Always read the screen output, which suggests arguments and estimates memory usage.
_ _ _ _ _ _ _ _ _ _ _ _ _ _ _ _ _ _ _ _ _ _ _ _ _ _ _ _ _ _ _ _ _ _ _ _ _ _ _ _ _ _ _ _ _ _
The main argument is --jackknife <outfile>.
This requires the following two options
--data-pairs <datapairs> or --profile <profile> - to provide pairs of predicted and observed values. If using --data-pairs, then <datapairs> should have either two or three columns (with no headers), containing predicted values, observed values, and (if provided) regression weights. If using --profile, then <profile> should be the output from Calculation Scores.
--num-blocks <integer> - to specify the number of jackknife blocks (usually 200 is a good choice).
If the observed values are binary, you can add --AUC YES, and LDAK will additionally compute the area under curve.
The accuracy estimates will be saved in <outfile>.jack.

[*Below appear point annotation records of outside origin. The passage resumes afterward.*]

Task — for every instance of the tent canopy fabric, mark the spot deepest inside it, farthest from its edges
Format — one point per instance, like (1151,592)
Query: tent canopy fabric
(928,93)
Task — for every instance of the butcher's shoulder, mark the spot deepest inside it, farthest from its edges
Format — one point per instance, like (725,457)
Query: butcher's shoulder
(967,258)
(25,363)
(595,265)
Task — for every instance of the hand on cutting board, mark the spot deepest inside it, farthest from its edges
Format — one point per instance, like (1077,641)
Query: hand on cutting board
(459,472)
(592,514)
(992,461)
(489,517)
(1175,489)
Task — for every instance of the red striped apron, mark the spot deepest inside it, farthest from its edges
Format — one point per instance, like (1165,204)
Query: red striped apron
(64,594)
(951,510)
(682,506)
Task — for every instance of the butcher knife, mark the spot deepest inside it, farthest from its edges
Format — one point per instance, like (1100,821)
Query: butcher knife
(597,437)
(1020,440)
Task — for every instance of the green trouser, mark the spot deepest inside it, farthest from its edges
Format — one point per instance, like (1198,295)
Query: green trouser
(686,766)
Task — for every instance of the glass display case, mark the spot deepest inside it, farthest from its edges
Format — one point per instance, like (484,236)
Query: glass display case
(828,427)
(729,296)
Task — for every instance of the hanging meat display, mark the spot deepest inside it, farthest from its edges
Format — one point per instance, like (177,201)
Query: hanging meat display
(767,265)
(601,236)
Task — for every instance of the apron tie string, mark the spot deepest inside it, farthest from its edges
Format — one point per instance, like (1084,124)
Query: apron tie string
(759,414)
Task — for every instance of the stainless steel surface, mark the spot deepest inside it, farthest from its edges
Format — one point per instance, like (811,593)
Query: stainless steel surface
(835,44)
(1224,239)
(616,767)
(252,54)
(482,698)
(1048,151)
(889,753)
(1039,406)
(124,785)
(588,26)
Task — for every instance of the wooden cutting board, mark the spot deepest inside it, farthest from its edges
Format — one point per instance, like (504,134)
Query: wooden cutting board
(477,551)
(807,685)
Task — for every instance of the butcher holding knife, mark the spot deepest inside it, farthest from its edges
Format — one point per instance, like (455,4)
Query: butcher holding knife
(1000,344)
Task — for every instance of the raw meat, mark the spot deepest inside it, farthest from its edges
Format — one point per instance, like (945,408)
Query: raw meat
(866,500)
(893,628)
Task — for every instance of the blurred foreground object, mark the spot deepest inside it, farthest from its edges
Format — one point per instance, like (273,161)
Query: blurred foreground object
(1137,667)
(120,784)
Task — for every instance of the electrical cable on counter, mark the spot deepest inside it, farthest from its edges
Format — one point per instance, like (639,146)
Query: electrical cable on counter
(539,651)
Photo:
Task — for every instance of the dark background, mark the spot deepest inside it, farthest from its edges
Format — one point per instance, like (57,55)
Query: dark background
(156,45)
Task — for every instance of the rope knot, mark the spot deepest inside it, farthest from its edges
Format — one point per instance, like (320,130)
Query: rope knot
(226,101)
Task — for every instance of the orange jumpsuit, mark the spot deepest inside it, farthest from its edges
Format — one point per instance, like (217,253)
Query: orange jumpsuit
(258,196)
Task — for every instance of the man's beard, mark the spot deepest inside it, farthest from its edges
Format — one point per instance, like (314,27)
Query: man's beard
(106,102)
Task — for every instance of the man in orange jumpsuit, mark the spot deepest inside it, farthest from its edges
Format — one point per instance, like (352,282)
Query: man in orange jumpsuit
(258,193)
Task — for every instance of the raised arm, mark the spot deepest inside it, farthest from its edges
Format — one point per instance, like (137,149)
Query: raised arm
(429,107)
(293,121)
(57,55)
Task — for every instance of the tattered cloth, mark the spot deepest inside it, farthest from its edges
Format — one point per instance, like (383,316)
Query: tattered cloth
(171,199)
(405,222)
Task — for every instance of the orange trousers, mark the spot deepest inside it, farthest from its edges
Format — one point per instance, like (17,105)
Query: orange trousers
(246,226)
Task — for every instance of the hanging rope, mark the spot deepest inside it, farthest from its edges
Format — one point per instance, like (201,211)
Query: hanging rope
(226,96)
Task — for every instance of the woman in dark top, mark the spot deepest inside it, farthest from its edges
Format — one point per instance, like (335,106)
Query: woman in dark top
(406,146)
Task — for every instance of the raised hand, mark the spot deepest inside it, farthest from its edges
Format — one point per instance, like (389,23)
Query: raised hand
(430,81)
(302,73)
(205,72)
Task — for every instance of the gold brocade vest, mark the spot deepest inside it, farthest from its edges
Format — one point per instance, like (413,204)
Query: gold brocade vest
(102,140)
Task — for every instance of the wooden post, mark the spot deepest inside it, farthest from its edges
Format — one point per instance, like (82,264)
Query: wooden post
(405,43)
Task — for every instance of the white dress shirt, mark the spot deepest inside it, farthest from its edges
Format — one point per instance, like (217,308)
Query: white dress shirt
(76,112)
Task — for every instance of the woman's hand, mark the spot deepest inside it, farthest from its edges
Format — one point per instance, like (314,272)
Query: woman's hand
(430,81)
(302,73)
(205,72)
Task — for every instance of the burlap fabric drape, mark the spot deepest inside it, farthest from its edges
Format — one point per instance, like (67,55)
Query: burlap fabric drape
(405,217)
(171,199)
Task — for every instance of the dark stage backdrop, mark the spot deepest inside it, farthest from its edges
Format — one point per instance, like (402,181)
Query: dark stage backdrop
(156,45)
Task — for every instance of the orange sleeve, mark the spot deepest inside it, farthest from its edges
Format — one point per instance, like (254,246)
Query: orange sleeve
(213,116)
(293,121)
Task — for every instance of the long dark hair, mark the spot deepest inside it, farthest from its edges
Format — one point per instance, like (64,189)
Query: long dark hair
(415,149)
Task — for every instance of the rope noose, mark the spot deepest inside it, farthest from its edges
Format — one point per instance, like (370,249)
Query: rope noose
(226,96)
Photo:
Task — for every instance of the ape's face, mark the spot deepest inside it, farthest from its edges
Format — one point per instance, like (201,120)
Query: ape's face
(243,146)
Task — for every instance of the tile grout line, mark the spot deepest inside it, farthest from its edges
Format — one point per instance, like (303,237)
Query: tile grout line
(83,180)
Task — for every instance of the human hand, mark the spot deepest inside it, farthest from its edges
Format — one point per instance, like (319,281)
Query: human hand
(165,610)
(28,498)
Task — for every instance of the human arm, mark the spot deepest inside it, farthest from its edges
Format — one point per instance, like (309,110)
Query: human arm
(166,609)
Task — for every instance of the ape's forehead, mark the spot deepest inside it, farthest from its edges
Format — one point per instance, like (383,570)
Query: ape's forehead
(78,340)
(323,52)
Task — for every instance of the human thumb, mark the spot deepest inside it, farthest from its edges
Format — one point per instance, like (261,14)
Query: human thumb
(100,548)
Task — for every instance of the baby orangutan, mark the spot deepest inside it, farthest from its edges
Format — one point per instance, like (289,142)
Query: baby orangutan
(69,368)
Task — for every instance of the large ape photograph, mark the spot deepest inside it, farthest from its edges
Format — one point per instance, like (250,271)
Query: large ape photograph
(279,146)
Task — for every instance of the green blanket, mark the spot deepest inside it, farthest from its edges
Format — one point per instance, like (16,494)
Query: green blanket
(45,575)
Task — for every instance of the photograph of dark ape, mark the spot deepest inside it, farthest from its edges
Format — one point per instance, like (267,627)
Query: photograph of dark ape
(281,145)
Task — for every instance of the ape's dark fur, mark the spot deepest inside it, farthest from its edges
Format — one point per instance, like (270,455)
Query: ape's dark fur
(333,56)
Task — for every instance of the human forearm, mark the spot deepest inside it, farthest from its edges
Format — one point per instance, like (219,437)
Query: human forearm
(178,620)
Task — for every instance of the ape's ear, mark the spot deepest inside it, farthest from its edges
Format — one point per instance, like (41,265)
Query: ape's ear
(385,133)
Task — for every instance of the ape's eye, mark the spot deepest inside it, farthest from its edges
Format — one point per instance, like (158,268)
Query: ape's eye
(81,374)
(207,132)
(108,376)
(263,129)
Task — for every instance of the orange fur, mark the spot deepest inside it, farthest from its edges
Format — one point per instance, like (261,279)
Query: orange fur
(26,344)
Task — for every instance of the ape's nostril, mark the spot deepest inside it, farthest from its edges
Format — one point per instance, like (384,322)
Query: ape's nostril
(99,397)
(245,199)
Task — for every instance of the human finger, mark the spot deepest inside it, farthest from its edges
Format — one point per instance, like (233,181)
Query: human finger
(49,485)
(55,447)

_ _ _ _ _ _ _ _ _ _ _ _ _ _ _ _ _ _ _ _ _ _ _ _ _ _ _ _ _ _ _ _ _ _ _ _ _ _ _ _ _ _ _ _ _ _
Example:
Here we use the binary PLINK files human.bed, human.bim and human.fam, and the phenotypes binary.binary from the Test Datasets. We will construct a toy score file using the following command
echo "Predictor A1 A2 Centre Effect1 Effect2
21:14642464 A G 0.88 0.3 -0.1
21:14649798 C A 0.97 -0.2 0.4" > scores.txt
We first calculate scores by running
./ldak.out --calc-scores scores --scorefile scores.txt --bfile human --power 0 --pheno binary.pheno
Because we included the option --pheno, the resulting profile contains both scores and the phenotypes. Therefore, we can measure how well the scores predict the phenotypes by running
./ldak.out --jackknife jack --profile scores.profile --num-blocks 200
The file jack.jack reports the correlation, correlation squared, mean squared error and mean absolute error, with standard deviations derived from jackknifing.
If we instead run
./ldak.out --jackknife jack --profile scores.profile --num-blocks 200 --AUC YES
the output is the same as before, except the file jack.jack also reports the area under curve (this is possible because the phenotypes are binary).